I'm in a Tabaret pokie bar in Melbourne, Easter 1998. I'm with a whole pile of dumb humans dressed in dumb human suits. The carpet is loud, the walls are invisible, the music is pungent, the air is fetid, the light is deafening. I'm tripping. The monitors - Amigas - are first degree video. Hard, biting RGB surfaces. Reduced palettes, iconic illustrations, mega-lo-res. The sounds are a mix of low-bit samples and low-memory digital synthesis, coldly burning my eardrums like dry ice on flesh. No second degree soothing here. Just hardcore ugly servicing a sublime existentialism that allows you to throw money away for no real reason at all. Tabaret pokies - the Target chain to the Casino's David Jones centrality - create a tele-audio-visual drone whose hyperactive brilliance withholds the ultimate of screen voids. Televending requires a phone call and a credit card number. Poker machines merge the pornographic act of consumption with the physical act of handing over money. Men and women sit jerking off the machine, hoping to get it to orgasm and spew back whatever they put into it. The screen visuals reduce iconography to a viciously hypnotic abstraction of colours and movements, somewhere between the flashing of neon logos, the rotating of lenticular billboards and the spinning of roadside signs. Kinetics of machine and human become one.

Predator (1987); Galaga (1981)

The more I observe this kineticism, the more abstract it becomes.

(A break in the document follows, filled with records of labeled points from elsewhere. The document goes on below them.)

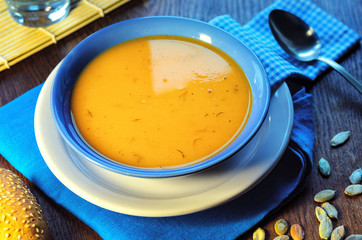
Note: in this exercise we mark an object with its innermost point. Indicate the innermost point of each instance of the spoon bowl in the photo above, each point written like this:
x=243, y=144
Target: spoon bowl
x=300, y=41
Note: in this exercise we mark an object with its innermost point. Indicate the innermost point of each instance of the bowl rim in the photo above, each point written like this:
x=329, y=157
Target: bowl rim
x=83, y=149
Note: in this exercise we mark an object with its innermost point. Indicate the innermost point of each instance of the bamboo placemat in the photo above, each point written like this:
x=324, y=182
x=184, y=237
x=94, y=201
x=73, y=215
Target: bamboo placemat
x=18, y=42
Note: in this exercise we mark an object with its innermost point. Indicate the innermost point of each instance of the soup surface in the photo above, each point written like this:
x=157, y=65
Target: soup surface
x=161, y=101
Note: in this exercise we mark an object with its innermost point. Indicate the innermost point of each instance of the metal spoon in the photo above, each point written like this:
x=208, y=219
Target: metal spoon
x=300, y=41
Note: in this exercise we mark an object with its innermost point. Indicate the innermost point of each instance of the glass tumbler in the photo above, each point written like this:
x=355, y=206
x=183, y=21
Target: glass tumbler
x=38, y=13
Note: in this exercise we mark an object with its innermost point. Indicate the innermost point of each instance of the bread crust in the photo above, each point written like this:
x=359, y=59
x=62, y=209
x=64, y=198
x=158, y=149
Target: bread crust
x=20, y=214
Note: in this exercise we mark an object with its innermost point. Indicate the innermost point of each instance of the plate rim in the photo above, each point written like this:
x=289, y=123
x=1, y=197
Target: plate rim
x=97, y=199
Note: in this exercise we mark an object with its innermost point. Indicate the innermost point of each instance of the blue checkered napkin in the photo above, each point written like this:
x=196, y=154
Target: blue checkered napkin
x=336, y=39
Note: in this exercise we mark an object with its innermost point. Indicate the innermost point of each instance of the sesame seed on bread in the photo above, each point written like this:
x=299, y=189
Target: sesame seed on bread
x=20, y=213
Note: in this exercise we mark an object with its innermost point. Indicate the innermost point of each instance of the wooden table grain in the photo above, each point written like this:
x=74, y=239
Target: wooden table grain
x=337, y=107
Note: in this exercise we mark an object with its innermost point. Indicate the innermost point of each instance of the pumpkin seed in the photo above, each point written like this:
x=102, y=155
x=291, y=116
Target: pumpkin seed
x=296, y=231
x=356, y=176
x=259, y=234
x=338, y=233
x=325, y=228
x=324, y=196
x=282, y=237
x=340, y=138
x=354, y=237
x=324, y=168
x=320, y=213
x=330, y=210
x=353, y=190
x=281, y=227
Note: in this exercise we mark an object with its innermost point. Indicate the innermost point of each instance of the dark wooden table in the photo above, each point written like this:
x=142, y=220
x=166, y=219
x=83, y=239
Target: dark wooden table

Fear of the abstract terrorizes social intercourse and discourse. All words, images, sounds, colours, smells are forced to communicate with purpose and intent. But why fear the abstract? Why fight becoming a zombie in front of the tele-audio-visual screen? Why cling so pathetically to one's authorial voice and the delusion of communication? As if you're some transformed ape in a tacky movie like Stanley Kubrick's 2001 (1969), enlightened through consciousness and the realization of a higher plane of existence, gravitating to representationalism as a demonstration of your linguistic pre-occupation to understand, uncover, comprehend. Video's hyper-abstraction - from its tingling screen to its sub harmonic drone - can be as powerful an experience as any nature has to offer when one contemplates its essential qualities.

The more this is ignored, the more aggressively we get the Revenge of the Lo-Res. Only square nightclubs project SGI-computer animations as if they are a sign of some technologically advanced civilization. In typical 303 and 808 style, cool clubs have PAC MAN, SPACE INVADERS and GALAGA. Even Microsoft tries to be hip by simulating large-pixel screen wipes similar to those on old Fairlight Video Synthesizers, while Bowie's HEROES (1977) phase-shifts across the sound field. Sure - it's all retro design cliche, but it is nonetheless a reaction against the anti-tele-audio-visual textures which attempt to soften our gaze and sublimate our look into a deluded world of representational effects. In the Lo-Res, there can be no pretence to anything but abstraction.

In between watching spiral patterns on TV noise as a kid, I recall being told that in the future we would be living on the moon and riding dune buggies to school. Instead I've got Microsoft asking me "Where do you want to go to today?" and delivering me crappy J-PEGS of the rings of Saturn. On my monitor they look like old skool Video Art.

The more I stare at it, the more abstract it all becomes.